昨今急ピッチで検討されている9月入学制について。
絶対反対というわけではないけれど、本当にメリットあるのか、この混乱期に急いで進める必要があるのか、という点には疑問がある。
この議論が進んできた背景としては、
- 新型コロナで子どもたちが学校へ行けない、十分に学習ができていない状況が続いているため、その対策案として
- グローバルスタンダードに合わせ、日本から海外へ留学しやすい/海外から日本へ留学に来てもらいやすい環境を整えるため
が主な理由だと思うのだけど、
どちらも「9月入学にすべき理由」としては私の中でいまいち納得感がない。。。
長引く休校について
一番考慮すべきは子どもたちの精神面(受験に対する不安や外に出られないストレス、学生という貴重な時間を謳歌できない寂しさなど)で、勉強についてはオンライン授業をとにかく早く整備すれば問題ないのでは?
今はいろんなedtech系スタートアップが頑張ってるし、オンラインだったらむしろ各々の習熟度にあわせて学習が進められるし、わざわざ長期休み返上してまで行く必要ない気がする。
ただ、学校という「家族以外の社会」で過ごす時間は子どもたちにとって大切だと思うから、今後オフラインオンラインのバランスが必要だと思う。
グローバルスタンダードという意見について
そもそも合わせる必要あるのかな?
いまや留学ってそんなに難しいことではないし、以前から行きたい子は入学時期の違い関係なく行ってる。

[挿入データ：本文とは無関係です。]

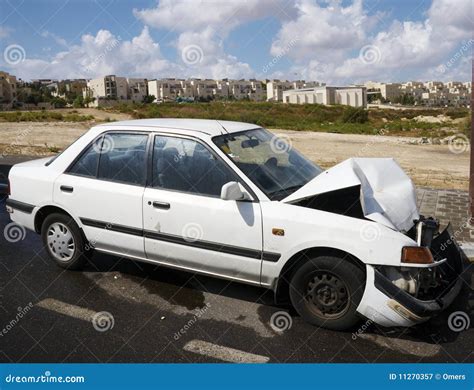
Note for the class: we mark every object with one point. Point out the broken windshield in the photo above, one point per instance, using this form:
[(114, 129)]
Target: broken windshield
[(270, 162)]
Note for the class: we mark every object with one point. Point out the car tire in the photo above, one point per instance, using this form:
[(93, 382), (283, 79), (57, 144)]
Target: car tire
[(64, 242), (326, 291)]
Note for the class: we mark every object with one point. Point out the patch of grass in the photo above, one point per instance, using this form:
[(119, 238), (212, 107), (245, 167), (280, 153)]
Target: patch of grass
[(43, 116)]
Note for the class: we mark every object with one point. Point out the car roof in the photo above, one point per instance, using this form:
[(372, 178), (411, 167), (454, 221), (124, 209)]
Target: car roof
[(207, 126)]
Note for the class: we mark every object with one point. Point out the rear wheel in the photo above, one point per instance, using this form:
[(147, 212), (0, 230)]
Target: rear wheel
[(63, 241), (326, 291)]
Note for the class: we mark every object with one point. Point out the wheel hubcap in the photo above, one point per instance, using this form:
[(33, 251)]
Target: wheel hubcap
[(327, 295), (61, 242)]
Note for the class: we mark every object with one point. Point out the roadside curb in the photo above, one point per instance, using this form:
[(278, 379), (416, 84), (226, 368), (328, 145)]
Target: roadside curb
[(468, 249)]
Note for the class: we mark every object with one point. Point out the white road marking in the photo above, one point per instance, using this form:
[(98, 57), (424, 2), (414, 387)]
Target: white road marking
[(223, 353), (416, 348), (67, 309)]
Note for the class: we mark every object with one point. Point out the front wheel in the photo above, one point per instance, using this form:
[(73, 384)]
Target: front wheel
[(325, 291), (63, 241)]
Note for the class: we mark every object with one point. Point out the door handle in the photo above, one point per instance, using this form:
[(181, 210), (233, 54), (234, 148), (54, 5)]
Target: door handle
[(161, 205), (66, 188)]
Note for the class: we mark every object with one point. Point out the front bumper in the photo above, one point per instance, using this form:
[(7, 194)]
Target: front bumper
[(388, 305)]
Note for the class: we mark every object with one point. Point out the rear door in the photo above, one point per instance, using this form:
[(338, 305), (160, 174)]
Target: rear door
[(104, 188), (187, 224)]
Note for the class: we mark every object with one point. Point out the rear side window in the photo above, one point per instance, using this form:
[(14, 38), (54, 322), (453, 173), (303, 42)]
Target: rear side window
[(123, 158), (87, 163)]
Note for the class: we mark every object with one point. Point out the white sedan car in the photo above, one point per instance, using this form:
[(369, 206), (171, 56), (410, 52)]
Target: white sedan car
[(231, 200)]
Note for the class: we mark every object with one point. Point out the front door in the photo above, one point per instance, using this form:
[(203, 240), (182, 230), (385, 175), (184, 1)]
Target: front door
[(188, 225)]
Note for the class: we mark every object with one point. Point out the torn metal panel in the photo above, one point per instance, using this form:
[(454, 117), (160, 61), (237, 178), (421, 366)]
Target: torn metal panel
[(387, 193)]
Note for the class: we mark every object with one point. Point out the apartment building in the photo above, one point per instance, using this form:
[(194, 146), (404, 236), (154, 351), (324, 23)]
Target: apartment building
[(137, 89), (327, 95), (275, 88), (107, 90), (65, 88), (8, 89), (388, 91)]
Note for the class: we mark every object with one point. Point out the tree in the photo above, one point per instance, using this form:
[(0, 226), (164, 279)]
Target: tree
[(58, 102), (148, 99), (78, 102)]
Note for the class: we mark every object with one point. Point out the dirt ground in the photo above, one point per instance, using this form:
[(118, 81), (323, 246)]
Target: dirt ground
[(435, 166)]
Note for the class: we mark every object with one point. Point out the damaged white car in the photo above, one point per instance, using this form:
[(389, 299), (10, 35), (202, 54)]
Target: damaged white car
[(233, 201)]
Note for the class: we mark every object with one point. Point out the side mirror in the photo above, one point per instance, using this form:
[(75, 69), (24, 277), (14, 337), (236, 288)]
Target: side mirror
[(233, 191)]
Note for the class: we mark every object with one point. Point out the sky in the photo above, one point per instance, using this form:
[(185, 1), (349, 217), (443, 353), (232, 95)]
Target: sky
[(337, 42)]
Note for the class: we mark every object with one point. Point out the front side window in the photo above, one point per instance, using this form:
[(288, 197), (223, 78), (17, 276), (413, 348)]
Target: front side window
[(273, 165), (123, 158), (185, 165)]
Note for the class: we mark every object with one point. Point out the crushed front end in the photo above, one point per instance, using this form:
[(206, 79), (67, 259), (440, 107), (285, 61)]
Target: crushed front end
[(418, 289)]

要はその国に、その学校に、学ぶに行く価値があるかどうかだと思うから、日本も9月入学制になったところで、海外の優秀な学生たちが日本に来るわけではないと思う。
そして。
様々な立場で様々な意見があるけど、どうも、「なぜ学ぶのか」「何を学ぶべきか」「withコロナ/アフターコロナ時代の日本の教育はどうあるべきか」という視点が全体的に抜けている気がする。
そもそもコロナ云々の前に日本経済はとっくに衰退していて、世界への影響力も、大学競争力も落ちている中で、「今までと同じカリキュラム•同じ教育方法」を前提として入学時期を考えても意味がないのでは...
なので、9月入学だけ別枠で考えるのではなく、これからの日本の教育の在り方から包括的に議論進めてほしい。
個人的には学年という概念(同年齢=同学年)も検討する余地あると思っているし、全員右ならえでそこからはみ出たら脱落という構図もどうかと思うし、受験ありきの勉強になってしまっている現状も疑問に思うし、同時並行で議論すべきことが他にもたくさんあると思う。